College-leader self-regulation efficacy is regressed on the predictors, precollege-leader self-regulation efficacy, HS co-curricular and curricular leadership experiences and college co-curricular and curricular leadership experiences in Model 2. The predictors account for 23% of the variability in college-leader self-regulation efficacy (R2 = 0.230, F (5, 194) = 11.596, p = 0.000). However, only precollege-leader self-regulation efficacy and college co-curricular leadership significantly predict college-leader self-regulation efficacy at b = .436, p = 0.000 and b = .179, p = 0.013, respectively. College-leader action self-efficacy was regressed on the predictors, precollege-leader action self-efficacy, HS co-curricular and curricular leadership experiences, and college co-curricular and curricular leadership experiences in Model 3. The predictors account for 23.7% of the variability in college-leader action self-efficacy (R2 = 0.237, F (5, 194) = 12.047, p = 0.000). However, only precollege-leader action self-efficacy and co-curricular leadership experiences significantly predict college-leader action self-efficacy at b = 0.462, p = 0.000 and b = 0.175, p = 0.15, respectively. A summary of the hypotheses tested in this study and the findings is presented in Table 3.

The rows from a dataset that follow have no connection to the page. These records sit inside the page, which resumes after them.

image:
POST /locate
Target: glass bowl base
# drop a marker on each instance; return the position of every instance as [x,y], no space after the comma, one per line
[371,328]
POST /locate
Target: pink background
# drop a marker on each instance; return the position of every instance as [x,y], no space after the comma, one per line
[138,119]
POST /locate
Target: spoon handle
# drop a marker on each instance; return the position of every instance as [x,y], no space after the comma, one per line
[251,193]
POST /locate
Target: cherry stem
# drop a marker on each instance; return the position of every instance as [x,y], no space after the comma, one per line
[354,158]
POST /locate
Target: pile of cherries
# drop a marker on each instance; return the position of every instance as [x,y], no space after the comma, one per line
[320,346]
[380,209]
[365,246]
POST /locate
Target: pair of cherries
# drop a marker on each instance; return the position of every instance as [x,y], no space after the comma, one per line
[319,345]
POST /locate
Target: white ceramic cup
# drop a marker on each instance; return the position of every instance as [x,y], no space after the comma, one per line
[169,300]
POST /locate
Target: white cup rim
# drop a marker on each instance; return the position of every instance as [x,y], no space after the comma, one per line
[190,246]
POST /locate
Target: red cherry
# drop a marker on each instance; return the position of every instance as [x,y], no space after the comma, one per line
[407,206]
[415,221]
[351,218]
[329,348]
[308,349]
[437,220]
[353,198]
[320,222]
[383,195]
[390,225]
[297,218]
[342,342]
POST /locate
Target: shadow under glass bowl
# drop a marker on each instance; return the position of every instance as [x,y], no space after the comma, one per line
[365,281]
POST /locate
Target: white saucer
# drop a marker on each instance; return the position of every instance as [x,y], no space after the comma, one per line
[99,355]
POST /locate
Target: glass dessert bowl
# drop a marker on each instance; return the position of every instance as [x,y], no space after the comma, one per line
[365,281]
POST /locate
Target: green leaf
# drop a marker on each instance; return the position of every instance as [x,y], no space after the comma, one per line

Hierarchical Multiple Regression Results
|Model 1||Model 2||Model 3|
|College LSE||College LSRE||College LASE|
|HS Co-curricular Leadership Experiences||-.027||.023||-.051|
|HS Co-curricular Leadership Experiences||-.060||-.017||-.076|
|HS Curricular Leadership Experiences||.099||.111||.080|
|HS Co-curricular Leadership Experiences||-.102||-.058||-.111|
|HS Curricular Leadership Experiences||.080||.091||.063|
|College co-curricular Leadership Exp.||.165*||.163*||.144*|
|HS Co-curricular Leadership Experiences||-.105||-.060||-.114|
|HS Curricular Leadership Experiences||.085||.095||.068|
|College Co-curricular Leadership Exp.||.191**||.179*||.175*|
|College Curricular Leadership Exp.||-.067||-.043||-.080|
Notes: Standardized coefficients are reported. *p<.05, **p<.01, ***p<.001. Dependent variables are Leader Self-efficacy (LSE) in Model 1, Leader Self- Regulation Efficacy (LSRE) in Model 2, and Leader Action Self-Efficacy (LASE) in Model 3, respectively.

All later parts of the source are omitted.